Making the knives is a time-consuming process. Even shopping for the right stones takes work. He can order some of the rocks over the Internet or through a supplier in Midland, like the keokut from Missouri that he used for some of the blades. For some of the others, he trades for them through a flint-knapping club that meets in Fredericksburg, getting the stones from all over Texas and Oklahoma.

Then he gets to cutting, using two large rotary saws - which he built himself - to cut a general shape and then a smaller grinder to turn the piece into an unfinished blade.
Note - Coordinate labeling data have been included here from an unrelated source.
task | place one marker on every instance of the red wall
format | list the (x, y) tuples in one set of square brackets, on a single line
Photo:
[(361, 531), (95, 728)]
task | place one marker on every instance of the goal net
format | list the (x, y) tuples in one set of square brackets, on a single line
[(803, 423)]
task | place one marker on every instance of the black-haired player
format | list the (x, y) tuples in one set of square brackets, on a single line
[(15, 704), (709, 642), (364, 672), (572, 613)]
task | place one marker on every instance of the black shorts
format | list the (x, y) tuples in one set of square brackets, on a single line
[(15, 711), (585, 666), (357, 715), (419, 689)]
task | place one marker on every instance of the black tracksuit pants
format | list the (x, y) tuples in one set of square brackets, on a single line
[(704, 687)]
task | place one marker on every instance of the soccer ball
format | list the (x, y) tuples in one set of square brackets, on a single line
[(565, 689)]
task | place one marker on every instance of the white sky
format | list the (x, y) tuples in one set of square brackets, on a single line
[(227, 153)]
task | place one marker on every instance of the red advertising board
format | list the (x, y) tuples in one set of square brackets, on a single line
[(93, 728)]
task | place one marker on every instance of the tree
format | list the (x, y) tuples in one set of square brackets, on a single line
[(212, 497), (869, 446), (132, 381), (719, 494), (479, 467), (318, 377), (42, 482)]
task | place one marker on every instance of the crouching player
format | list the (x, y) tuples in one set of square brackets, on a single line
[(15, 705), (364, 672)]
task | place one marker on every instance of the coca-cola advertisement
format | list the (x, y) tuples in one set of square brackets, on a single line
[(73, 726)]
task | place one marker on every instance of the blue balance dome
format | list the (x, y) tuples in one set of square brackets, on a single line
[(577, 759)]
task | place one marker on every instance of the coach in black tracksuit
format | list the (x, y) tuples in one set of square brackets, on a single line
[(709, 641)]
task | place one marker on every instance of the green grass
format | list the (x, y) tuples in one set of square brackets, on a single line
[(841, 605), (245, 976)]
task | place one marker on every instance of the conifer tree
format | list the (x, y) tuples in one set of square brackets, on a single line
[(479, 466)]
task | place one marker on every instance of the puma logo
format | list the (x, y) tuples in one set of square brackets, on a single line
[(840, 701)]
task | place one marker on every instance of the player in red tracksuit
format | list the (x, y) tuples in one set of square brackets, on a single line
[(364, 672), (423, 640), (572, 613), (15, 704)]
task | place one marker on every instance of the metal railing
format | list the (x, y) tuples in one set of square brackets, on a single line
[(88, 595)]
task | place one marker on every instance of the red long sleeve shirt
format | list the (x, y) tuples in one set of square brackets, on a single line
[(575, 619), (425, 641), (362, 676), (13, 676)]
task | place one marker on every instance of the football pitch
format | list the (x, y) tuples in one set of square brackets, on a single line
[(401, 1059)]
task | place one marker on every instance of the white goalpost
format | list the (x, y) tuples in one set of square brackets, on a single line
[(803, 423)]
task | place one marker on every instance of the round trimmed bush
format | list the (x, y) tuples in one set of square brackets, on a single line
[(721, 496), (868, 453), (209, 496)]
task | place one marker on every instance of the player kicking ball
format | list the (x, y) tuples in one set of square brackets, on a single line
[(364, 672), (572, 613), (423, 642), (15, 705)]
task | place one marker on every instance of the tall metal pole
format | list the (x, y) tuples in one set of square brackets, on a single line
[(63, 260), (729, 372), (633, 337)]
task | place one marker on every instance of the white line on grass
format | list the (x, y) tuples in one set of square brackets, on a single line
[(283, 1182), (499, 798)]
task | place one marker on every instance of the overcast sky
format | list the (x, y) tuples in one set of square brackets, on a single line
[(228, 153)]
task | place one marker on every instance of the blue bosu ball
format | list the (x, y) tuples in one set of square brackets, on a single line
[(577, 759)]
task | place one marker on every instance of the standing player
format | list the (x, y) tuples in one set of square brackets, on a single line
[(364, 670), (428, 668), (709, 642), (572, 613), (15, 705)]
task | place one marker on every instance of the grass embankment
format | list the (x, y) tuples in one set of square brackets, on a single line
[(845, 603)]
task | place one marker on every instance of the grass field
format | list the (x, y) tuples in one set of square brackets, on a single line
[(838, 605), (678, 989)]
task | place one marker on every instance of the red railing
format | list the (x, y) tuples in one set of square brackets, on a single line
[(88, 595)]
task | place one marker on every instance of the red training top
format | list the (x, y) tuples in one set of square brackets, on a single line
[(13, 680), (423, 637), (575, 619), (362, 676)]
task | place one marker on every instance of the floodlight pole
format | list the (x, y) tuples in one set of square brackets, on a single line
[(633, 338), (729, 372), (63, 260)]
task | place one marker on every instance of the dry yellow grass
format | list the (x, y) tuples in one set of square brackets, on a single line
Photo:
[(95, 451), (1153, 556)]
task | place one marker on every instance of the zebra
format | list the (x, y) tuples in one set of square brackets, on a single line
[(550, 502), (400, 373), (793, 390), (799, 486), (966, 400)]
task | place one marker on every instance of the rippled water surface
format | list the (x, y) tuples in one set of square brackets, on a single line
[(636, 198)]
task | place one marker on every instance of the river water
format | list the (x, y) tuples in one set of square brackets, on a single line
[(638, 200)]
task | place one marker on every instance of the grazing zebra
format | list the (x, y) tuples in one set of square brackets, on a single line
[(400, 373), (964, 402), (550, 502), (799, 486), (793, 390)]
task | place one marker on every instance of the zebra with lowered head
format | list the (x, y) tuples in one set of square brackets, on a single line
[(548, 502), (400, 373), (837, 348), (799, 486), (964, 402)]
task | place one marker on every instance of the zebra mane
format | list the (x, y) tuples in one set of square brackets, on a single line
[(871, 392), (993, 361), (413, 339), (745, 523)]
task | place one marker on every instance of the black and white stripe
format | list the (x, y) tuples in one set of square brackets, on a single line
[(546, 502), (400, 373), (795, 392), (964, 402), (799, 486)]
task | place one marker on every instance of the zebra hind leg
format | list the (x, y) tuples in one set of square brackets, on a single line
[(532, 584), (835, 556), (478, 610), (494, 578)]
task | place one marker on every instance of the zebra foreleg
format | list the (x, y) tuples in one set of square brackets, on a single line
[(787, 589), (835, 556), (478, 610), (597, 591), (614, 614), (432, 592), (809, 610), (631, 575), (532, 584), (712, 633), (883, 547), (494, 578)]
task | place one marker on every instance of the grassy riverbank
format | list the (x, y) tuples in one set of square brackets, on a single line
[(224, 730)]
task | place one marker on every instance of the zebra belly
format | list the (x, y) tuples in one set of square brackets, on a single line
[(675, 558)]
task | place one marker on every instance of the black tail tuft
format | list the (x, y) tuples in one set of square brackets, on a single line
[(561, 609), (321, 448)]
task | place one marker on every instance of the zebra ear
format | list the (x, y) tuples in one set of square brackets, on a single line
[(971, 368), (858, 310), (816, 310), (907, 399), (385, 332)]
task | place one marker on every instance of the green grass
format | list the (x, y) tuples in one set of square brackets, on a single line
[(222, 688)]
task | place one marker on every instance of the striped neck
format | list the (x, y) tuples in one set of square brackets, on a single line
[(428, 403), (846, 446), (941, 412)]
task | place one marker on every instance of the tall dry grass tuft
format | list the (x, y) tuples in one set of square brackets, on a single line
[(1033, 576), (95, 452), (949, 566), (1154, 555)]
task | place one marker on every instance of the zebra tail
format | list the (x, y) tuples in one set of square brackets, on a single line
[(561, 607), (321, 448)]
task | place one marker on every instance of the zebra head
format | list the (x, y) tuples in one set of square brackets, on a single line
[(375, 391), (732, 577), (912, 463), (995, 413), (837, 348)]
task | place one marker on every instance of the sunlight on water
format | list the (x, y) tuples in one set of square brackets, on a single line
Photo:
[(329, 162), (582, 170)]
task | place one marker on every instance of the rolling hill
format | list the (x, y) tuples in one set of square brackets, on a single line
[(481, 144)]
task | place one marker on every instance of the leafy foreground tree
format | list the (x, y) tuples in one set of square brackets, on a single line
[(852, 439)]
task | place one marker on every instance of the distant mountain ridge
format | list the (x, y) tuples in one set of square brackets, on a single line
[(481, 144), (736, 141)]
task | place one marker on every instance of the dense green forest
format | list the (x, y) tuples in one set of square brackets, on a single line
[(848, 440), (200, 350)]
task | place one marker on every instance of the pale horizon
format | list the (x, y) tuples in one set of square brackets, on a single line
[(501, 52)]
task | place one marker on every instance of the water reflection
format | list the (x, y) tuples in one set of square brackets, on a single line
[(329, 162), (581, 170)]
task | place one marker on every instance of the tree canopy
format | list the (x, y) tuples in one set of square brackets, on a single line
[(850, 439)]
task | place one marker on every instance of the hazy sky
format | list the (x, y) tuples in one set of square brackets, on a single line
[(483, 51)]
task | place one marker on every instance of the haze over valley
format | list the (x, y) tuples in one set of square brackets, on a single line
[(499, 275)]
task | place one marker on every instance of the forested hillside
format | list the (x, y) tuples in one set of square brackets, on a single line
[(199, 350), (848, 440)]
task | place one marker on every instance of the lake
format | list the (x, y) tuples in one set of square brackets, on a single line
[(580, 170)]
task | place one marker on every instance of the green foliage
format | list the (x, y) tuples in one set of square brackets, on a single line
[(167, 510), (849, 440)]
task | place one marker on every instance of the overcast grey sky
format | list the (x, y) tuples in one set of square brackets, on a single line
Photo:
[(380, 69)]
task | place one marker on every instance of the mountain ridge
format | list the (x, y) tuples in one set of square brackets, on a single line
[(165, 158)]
After that, he puts them in a kiln for an entire day to heat them up and give some of them a glossy shine.

He goes through a similar process again to make the handles, only those are cut into more of a rectangular cube shape and then rounded out with a diamond-bit grinder, and he adds a notch on one end where the blade will fit in.

The two are attached with glue, left to dry and then the display piece is finished.

Watson said it was a learning curve for him though through the first six years.

"I didn't have anybody to teach me or even learn from and couldn't get anything to work," he said. "It was just a waste of time the way I was doing it."

Watson said it was after he joined the flint-knapping club, which he said had no formal name, when he was finally able to hone his technique.

Among other things, before he was able to buy a kiln, he was using a turkey roaster to bake the knives, often getting an uneven glaze on the knife, or on occasion, a shattered, exploded piece of rock to clean up.

Some of his friends still try using the kitchen stove, he said. Despite his troubles with the roaster, he said it could work in a pinch.

"You can heat it up in your own stove if your wife won't kill you," he laughed.

Marcie Bunce, who owns the recently opened Crafts and Collectibles at 922 N. Grant Ave. in Odessa, said Watson was one of the craftsmen that started selling his wares at her shop when she opened in early March. She liked his knives so much she bought one for herself.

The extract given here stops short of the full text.